彼はやっちまう
昨晩も来た市民体育館で晴は、試験管となる先ほどの男二人、大内と荒木に開口一番に伝えた。
「すいません。そういえば俺、“祓の”使い方知りません」
この時晴は、試験に“祓”の使用があるのを知りはしなかったが一応の為、言っておいたのだ。そして、その一応は、案外とても重要だったのだ、と言ってから男二人の反応を見て気付いた。
「「え?」」
大内と荒木はまた、この少年が分からなくなり動揺した。初めは疑わしくて、次は普通にいい子で、また疑わしくなり、今、また分からなくなった。
「えっと、全く分からないのかな?黒部先生からは、細川さんの渾身の蹴りにびくともしなかった、と聞いているのだけど」
そう、この少年の様子見兼監視兼スカウトマンの黒部氏は、この少年を計り知れない力を持つ化け物(並みに強い少年)と評価していて、あの名家のエリートのと呼ばれる細川家のご令嬢の渾身の蹴りを受け止めた?いや、わざと食らう位の実力者である少年が。
実は“祓”について全く知らない?
いや、そんなはずはない。“祓”の力なくしてそんな芸当は出来ない。
・・・・・では、なぜわざと分からない振りをするんだ?
「はあ、まあ、それは・・・・・・・・・・たまたまですね」
全く話にならない返答である。そんな事晴にも分かっていたが、胸の内に燻っている疑問を貼らせない内には真相を話せないでいた。
それは。
異能の力を持ち物が実は多くいるという事は、理解できたが、では異世界に行ったことがある人はいるのだろうか?という事だ。話の内容やパンフレットには異世界に触れる項目はなかったが載せてないだけで稀にあるのかもしれない。
だが、もしなかったら?
何言ってんだ、こいつとせっかく決まりかけていた就職への道が閉ざされ、病院行きのバッドエンド。今更こんなリスクのあることは出来ない。

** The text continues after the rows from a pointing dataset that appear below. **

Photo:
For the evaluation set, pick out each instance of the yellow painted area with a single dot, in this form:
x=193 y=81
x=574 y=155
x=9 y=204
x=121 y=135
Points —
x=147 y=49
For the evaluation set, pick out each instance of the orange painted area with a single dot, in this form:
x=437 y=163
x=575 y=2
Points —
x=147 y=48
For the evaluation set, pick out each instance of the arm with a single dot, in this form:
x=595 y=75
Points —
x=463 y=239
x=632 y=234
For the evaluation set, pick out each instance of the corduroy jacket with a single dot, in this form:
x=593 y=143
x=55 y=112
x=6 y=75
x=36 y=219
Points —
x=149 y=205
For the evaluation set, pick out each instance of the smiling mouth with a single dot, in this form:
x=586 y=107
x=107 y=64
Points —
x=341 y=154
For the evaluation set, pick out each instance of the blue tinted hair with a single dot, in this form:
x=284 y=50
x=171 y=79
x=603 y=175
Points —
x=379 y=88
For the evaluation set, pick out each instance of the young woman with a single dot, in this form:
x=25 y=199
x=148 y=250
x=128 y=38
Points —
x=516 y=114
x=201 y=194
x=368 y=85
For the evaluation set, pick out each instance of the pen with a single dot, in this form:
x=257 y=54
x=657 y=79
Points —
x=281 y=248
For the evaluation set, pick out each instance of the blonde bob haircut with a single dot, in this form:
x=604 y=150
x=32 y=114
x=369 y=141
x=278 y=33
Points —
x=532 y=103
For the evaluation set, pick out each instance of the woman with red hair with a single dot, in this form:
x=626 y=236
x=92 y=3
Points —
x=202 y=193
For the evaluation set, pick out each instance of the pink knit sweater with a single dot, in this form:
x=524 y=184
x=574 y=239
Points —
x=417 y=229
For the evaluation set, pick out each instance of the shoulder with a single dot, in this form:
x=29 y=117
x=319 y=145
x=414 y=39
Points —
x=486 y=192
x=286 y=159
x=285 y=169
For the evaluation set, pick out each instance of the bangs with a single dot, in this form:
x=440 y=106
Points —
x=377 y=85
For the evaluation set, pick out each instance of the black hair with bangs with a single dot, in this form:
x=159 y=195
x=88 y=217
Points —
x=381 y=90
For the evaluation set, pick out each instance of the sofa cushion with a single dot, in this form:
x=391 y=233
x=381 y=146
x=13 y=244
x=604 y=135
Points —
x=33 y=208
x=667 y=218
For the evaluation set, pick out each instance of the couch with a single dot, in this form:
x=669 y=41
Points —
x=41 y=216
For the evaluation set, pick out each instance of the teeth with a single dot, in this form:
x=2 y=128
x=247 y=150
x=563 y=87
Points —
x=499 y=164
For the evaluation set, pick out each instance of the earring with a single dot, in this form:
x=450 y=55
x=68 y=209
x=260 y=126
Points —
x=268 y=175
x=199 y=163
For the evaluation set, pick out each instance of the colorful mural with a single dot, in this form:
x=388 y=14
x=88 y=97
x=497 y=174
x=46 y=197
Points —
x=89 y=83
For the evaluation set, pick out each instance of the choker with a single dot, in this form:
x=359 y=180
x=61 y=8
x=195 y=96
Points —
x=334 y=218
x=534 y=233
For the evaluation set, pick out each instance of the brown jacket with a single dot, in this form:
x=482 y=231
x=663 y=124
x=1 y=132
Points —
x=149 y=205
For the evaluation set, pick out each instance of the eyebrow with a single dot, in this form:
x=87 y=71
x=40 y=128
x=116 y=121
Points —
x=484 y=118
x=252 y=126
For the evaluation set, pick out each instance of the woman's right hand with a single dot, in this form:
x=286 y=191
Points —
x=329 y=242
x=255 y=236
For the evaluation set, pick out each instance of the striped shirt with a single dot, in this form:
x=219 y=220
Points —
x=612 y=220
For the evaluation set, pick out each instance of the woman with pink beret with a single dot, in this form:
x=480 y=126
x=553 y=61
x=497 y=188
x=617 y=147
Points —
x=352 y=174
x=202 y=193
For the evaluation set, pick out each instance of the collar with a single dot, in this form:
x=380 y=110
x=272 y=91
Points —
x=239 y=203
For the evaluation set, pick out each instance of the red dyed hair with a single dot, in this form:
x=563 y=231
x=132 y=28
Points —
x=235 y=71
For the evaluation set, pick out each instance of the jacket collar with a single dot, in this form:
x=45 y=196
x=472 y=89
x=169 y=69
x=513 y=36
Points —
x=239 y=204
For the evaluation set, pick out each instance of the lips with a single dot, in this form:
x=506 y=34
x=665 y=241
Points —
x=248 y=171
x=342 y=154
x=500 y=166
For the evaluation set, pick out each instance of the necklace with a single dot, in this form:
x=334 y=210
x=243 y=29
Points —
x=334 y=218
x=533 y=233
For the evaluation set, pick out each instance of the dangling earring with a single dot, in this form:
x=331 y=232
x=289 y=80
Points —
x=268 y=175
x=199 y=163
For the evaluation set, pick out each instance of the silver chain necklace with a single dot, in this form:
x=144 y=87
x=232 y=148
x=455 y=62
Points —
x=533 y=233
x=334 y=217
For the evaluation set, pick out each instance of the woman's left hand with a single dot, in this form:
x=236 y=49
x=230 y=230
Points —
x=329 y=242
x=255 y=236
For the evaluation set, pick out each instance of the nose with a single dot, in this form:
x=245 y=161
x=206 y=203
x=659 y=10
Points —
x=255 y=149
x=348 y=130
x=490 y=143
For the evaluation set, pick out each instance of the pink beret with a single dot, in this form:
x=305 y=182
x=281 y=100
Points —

だが、話さなかったらそのことを説明することは出来ない。
晴は、必死に考えた。大内と荒木は怪訝そうな顔をして、二人話し合っている。これは、ヤバい。やっぱり、なかったことにしてね、なんて堪ったもんじゃない。
「あ、あの分からないっていうのは、“祓”って力はあると思うんですけど、どうやって出せばいいのか分からなくて・・・・・こう、いつも、気が付いたら出来てて。あまり意識してやったことがないというか・・・・あのやり方だけ実演して下されば多分できると思うんですけど・・・・・」
つい、口走ったのは最近見たマンガの設定。普段は使えないのに、危機的状況に陥ると爆発的力を使えるようになるという鈍感系主人公が織りなす学園ドタバタコメディー。晴は、あまりに主人公がハーレム過ぎて萎えるが、なんだかんだ言って面白いので見ている。
ちょっと、出来すぎな話かな・・・・と不安になりつつ、大内と荒木の方を伺うと案の定、この言い訳は効果てきめんだったらしい。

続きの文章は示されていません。